The process typically works like this:

  1. Analyze historical student dataReview past leads and identify patterns between early actions (lead forms, program curriculum views, program page visits) and eventual enrollments.

  2. Build a predictive modelEstimate the probability that a new lead will enroll and the value of that potential enrollment.

  3. Assign predicted value to early conversionsWhen someone fills out a lead form or engages with a program, we estimate what that interaction is likely to be worth.

  4. Send predicted values back to ad platformsThese values are passed to platforms like Google or Microsoft immediately.

  5. Enable value-based optimizationThe ad platform’s algorithm uses these signals to optimize in real time toward the value of students.


In effect, predictive modeling recreates the instant revenue feedback loop that ecommerce companies naturally have, allowing the platform to optimize for profitability rather than just lead volume.


How Program Value Changes What We’re Willing to Pay


Once value signals are incorporated into campaigns, the ad platform can bid differently depending on the expected revenue from each enrollment.


Let’s look at a simplified example.


Assume a target 400% return on ad spend (ROAS).That means for every $1 spent on advertising, the program should generate $4 in revenue.


A table depicting the max allowable cost per enrollment for two different programs based on tuition value and target ROAS.

How the math works


Max Allowable CPA = Revenue ÷ ROAS

  • $800 ÷ 4 = $200 allowable acquisition cost

  • $1,800 ÷ 4 = $450 allowable acquisition cost


This means the ad platform can afford to bid more than twice as aggressively to acquire a learner likely to enroll in the higher-value program.


Without predictive modeling, both leads might appear identical to the platform.


With predictive modeling, however, the platform receives different predicted values and adjusts bidding accordingly, pursuing both opportunities, but while investing more heavily in prospects most likely to drive higher revenue.

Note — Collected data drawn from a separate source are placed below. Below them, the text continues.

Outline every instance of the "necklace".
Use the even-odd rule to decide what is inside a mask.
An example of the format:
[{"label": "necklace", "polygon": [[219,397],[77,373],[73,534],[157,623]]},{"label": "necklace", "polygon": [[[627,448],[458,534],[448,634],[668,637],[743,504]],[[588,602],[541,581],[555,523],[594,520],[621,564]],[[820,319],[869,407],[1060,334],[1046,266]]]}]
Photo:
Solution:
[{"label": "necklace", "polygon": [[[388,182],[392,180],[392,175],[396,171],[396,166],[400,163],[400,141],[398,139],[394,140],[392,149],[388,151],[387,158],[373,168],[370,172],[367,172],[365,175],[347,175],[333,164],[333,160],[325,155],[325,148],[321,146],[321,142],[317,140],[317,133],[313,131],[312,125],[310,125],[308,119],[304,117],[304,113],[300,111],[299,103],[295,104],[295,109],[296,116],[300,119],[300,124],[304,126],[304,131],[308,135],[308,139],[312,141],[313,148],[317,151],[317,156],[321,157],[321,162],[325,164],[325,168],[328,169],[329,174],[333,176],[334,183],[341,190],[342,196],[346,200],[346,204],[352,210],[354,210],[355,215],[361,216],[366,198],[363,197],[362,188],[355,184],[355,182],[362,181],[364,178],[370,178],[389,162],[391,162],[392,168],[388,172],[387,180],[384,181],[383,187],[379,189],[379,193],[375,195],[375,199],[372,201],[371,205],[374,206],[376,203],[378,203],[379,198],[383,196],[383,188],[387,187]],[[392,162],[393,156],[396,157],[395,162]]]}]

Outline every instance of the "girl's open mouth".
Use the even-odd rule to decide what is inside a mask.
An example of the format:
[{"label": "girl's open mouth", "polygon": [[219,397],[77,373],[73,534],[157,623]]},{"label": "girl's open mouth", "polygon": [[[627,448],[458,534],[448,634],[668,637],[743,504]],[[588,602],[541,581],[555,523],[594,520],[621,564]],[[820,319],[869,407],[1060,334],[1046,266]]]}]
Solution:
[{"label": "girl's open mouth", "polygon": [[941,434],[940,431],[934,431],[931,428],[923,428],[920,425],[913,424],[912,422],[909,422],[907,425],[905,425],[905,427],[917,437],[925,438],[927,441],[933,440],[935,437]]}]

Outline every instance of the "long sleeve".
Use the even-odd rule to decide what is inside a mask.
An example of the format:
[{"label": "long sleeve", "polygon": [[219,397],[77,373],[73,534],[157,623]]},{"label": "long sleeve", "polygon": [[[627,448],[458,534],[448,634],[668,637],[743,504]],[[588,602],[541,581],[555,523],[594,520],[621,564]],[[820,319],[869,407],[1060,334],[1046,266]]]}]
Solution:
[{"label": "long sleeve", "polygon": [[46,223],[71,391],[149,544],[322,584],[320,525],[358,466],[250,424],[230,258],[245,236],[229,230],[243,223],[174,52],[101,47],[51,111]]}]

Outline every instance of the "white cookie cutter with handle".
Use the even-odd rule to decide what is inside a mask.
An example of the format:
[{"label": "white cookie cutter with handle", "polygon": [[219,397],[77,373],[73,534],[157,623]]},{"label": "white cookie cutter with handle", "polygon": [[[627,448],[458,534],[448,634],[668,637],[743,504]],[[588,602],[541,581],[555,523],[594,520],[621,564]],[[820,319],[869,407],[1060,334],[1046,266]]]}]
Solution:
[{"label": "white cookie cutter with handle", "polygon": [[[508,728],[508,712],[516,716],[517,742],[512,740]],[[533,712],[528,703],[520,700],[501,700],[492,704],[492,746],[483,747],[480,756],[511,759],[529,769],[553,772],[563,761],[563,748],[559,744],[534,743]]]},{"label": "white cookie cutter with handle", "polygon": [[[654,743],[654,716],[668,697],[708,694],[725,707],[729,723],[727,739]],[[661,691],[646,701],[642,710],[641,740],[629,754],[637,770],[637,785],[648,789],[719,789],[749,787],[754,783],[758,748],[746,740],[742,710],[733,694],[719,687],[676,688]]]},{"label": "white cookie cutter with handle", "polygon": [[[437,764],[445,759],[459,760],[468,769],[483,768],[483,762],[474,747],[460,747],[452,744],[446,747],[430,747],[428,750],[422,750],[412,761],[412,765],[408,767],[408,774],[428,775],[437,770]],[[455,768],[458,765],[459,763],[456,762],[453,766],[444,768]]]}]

A Real Example: Predictive Modeling in Online Education


At Working Planet, we’ve seen predictive modeling make a real difference for online education clients. By estimating the expected value of early-stage leads and sending those signals to ad platforms, we help algorithms optimize campaigns toward the most profitable enrollments, even when actual enrollments happen weeks or months later.


You can read a full case study here on the impact: Driving Multi-Channel Success in the Online Education Industry


Turning Marketing Data Into Smarter Growth


Ad platforms are extraordinarily effective at finding the right audiences, but only when they receive the right signals.


For online education organizations with longer decision cycles and varied program pricing, predictive modeling provides those signals earlier in the student journey.


By translating early engagement into expected revenue, institutions can ensure their marketing campaigns are optimized not just for inquiries or leads, but for the enrollments that drive the greatest impact for their programs.


The result is a marketing system that aligns platform optimization with the real goal of education marketing: sustainable, profitable student growth.